Sexton’s Cottage

Painting of Sextons' House by Josie Duggan-Parish Art Class

Painting of Sextons’ House by Josie Duggan-Parish Art Class

This little cottage appears on a map dated 1834, so was most likely built in the late 18th, or early 19th century in the Georgian period. Its position beside the old church and graveyard made it an ideal home for the sexton and his family. The various sextons over the years up to the mid 1900s include James Orr (34 years), Samuel Orr (31 years), Christopher Halligan (30 years) Ernest Halligan (25 years) and Tom Marshall ( approx 10 yrs). The sexton’s cottage was purchased outright by the Church from General Templer in 1947 for £200. It was agreed to put a sexton’s house sign on the gate.

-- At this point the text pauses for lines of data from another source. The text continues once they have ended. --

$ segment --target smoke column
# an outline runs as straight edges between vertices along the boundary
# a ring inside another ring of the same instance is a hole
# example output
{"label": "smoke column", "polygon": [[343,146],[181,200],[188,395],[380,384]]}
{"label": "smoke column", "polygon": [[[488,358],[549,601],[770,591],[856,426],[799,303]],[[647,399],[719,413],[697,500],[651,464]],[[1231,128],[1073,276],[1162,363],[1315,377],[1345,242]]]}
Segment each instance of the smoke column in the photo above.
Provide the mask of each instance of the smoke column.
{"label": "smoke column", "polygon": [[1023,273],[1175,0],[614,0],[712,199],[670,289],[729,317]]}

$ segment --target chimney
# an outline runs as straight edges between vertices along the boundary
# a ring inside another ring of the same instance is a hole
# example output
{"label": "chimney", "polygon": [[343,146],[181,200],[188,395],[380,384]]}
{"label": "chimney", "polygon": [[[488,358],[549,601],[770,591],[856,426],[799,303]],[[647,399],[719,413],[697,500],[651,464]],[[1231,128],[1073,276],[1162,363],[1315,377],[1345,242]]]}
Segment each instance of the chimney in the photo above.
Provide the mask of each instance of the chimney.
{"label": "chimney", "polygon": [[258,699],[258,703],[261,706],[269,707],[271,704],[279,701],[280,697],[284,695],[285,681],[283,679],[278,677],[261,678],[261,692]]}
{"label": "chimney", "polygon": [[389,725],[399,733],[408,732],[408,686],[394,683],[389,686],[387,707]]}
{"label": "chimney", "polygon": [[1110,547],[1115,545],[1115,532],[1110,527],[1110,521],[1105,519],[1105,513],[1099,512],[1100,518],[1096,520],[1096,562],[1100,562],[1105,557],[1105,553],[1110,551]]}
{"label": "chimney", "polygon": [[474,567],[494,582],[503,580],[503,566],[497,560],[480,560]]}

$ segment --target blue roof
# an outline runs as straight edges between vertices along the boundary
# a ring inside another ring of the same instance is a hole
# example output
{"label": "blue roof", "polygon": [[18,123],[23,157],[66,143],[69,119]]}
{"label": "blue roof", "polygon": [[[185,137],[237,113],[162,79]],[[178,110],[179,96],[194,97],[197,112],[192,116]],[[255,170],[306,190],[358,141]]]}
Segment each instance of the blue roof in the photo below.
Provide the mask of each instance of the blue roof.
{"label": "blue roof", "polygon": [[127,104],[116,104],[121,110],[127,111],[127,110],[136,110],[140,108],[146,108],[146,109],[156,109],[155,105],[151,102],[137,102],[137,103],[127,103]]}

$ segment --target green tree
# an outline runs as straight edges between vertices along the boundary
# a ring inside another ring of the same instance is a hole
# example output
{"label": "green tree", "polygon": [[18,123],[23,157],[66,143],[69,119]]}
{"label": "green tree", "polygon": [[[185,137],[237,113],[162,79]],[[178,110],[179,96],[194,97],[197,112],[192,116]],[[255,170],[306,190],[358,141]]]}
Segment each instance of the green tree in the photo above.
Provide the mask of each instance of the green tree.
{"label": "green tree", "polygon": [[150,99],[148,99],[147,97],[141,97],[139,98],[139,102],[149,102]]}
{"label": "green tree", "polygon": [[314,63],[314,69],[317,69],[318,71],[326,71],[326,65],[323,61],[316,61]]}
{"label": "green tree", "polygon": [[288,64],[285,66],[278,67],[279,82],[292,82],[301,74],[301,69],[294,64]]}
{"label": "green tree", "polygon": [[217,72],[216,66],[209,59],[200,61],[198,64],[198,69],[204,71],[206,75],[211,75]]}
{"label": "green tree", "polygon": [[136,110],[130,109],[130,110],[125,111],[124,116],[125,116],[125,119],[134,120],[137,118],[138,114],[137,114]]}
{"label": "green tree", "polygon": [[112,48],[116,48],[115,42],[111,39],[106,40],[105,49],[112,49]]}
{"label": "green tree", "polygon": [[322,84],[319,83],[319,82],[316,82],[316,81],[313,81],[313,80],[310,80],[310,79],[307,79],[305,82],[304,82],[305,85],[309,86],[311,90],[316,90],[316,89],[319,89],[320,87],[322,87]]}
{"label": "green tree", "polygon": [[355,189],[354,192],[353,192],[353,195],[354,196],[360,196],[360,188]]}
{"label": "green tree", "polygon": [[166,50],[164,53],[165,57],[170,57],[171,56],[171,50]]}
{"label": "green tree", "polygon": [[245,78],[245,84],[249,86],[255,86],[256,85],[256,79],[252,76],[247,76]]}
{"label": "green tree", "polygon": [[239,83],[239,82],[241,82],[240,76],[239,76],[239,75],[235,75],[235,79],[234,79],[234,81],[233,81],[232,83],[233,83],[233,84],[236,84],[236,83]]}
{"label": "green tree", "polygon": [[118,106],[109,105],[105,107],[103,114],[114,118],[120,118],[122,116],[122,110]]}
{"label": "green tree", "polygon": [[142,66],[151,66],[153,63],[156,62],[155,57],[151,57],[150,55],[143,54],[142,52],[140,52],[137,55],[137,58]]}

However by 1954, as it was no longer required for a sexton, the Church was prepared to sell it as a site for the new proposed police station. This plan fell through, but the Church was successful in selling it in 1956 to a Mr Cooke for £300, with part of the garden being retained by the parish. James Rolston, who originally came from Loughgall but was now running a business in Belfast, bought the property in 1957 and used it as a holiday home for many years before retiring here. The thatch was removed in the 1970s and replaced with tiles. This is a photograph of James Rolston’s wedding to Lucy Johnston, which took place in Cloveneden Presbyterian Church in 1919. It was an impressive double wedding as James’ sister was also married that day. Apparently the mother of one of the brides was a fantastic dressmaker – did she make all the dresses? We may never know. The next and current owner bought the property around 1990.